Jails are also places with hygienic rules. Since criminals are frequently the type to defer bathing, and brushing and flossing their teeth, and since such behavior lends itself to epidemic, showers are part of an unbending routine. The Patterson brothers were counting on it.
"What do you mean?" the man with a Spanish accent asked Mr. Stuart.
"I mean they'll be out in eight years. Considering they murdered a family of four and got caught red-handed with a large supply of cocaine, it's one hell of a good deal," the attorney replied. He didn't like doing business on Sunday, and especially didn't like doing business with this man in the den of his home with his family in the backyard, but he had chosen to do business with drug types. He told himself at least ten times with every single case that he'd been a fool to have taken the first one – and gotten him off, of course, because the DEA agents had screwed up their warrant, tainting all the evidence and tossing the case on a classic "legal technicality." That success, which had earned him fifty thousand dollars for four days' work, had given him a "name" within the drug community, which had money to burn – or to hire good criminal lawyers. You couldn't easily say no to such people. They were genuinely frightening. They had killed lawyers who displeased them. And they paid so well, well enough that he could take time to apply his considerable talents to indigent clients who couldn't pay. At least that was one of the arguments he used on sleepless nights to justify dealing with the animals. "Look, these guys were looking at a seat in the electric chair – life at minimum – and I knocked that down to twenty years and out in eight. For Christ's sake, that's a goddamned good deal."

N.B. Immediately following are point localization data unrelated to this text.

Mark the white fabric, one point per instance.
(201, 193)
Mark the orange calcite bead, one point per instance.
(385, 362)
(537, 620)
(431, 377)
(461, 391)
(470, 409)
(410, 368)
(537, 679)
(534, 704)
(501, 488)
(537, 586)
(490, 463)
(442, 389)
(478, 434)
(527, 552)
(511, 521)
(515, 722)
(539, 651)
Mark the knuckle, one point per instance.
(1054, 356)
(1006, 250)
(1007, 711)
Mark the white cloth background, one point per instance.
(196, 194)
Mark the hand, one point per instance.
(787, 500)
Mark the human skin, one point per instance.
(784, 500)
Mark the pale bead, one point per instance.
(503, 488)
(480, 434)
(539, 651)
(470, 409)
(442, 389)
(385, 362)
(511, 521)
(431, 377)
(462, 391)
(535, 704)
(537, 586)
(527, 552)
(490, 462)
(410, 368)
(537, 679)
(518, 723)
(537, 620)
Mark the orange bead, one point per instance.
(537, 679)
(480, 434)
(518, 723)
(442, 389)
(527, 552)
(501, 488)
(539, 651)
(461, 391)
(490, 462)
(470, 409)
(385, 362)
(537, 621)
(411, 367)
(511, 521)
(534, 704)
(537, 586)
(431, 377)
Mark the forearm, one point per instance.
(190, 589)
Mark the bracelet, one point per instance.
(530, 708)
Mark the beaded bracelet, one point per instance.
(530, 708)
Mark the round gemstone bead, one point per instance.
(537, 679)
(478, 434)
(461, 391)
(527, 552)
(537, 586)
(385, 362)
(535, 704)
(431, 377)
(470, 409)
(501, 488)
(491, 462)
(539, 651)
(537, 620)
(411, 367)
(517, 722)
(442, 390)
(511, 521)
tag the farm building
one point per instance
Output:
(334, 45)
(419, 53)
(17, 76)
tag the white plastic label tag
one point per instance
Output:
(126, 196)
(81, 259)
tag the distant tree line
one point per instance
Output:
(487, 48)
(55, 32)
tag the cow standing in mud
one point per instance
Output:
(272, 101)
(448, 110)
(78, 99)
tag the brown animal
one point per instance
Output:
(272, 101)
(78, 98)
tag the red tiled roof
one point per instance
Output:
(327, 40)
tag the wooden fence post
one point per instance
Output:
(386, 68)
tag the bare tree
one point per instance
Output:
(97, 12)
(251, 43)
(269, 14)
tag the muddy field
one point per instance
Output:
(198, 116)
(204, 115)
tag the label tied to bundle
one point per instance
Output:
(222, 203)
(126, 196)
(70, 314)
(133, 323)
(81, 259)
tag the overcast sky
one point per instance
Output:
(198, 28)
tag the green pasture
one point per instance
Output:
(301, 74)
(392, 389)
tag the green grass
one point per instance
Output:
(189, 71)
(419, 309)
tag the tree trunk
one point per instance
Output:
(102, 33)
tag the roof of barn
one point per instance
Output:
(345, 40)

"I think you could do better," the man replied with a blank look and in a voice so devoid of emotion as to be mechanistic. And decidedly frightening to a lawyer who had never owned or shot a gun.
That was the other side of the equation. They didn't merely hire him. Somewhere else was another lawyer, one who gave advice without getting directly involved. It was a simple security provision. It also made perfect professional sense, of course, to get a second opinion of anything. It also meant that in special cases the drug community could make sure that its own attorney wasn't making some sort of arrangement with the state, as was not entirely unknown in the countries from which they came. And as was the case here, some might say. Stuart could have played his information from the Coasties for all it was worth, gambling to have the whole case thrown out. He estimated a fifty-fifty chance of that. Stuart was good, even brilliant in a courtroom, but so was Davidoff, and there is not a trial lawyer in the world who would have predicted the reaction of a jury – a south Alabama, law-and-order jury – to a case like this one. Whoever was in the shadows giving advice to the man in his den, he was not as good as Stuart in a courtroom. Probably an academic, the trial lawyer thought, maybe a professor supplementing his teaching income with some informal consulting. Whoever he – she? – was, Stuart hated him on instinct.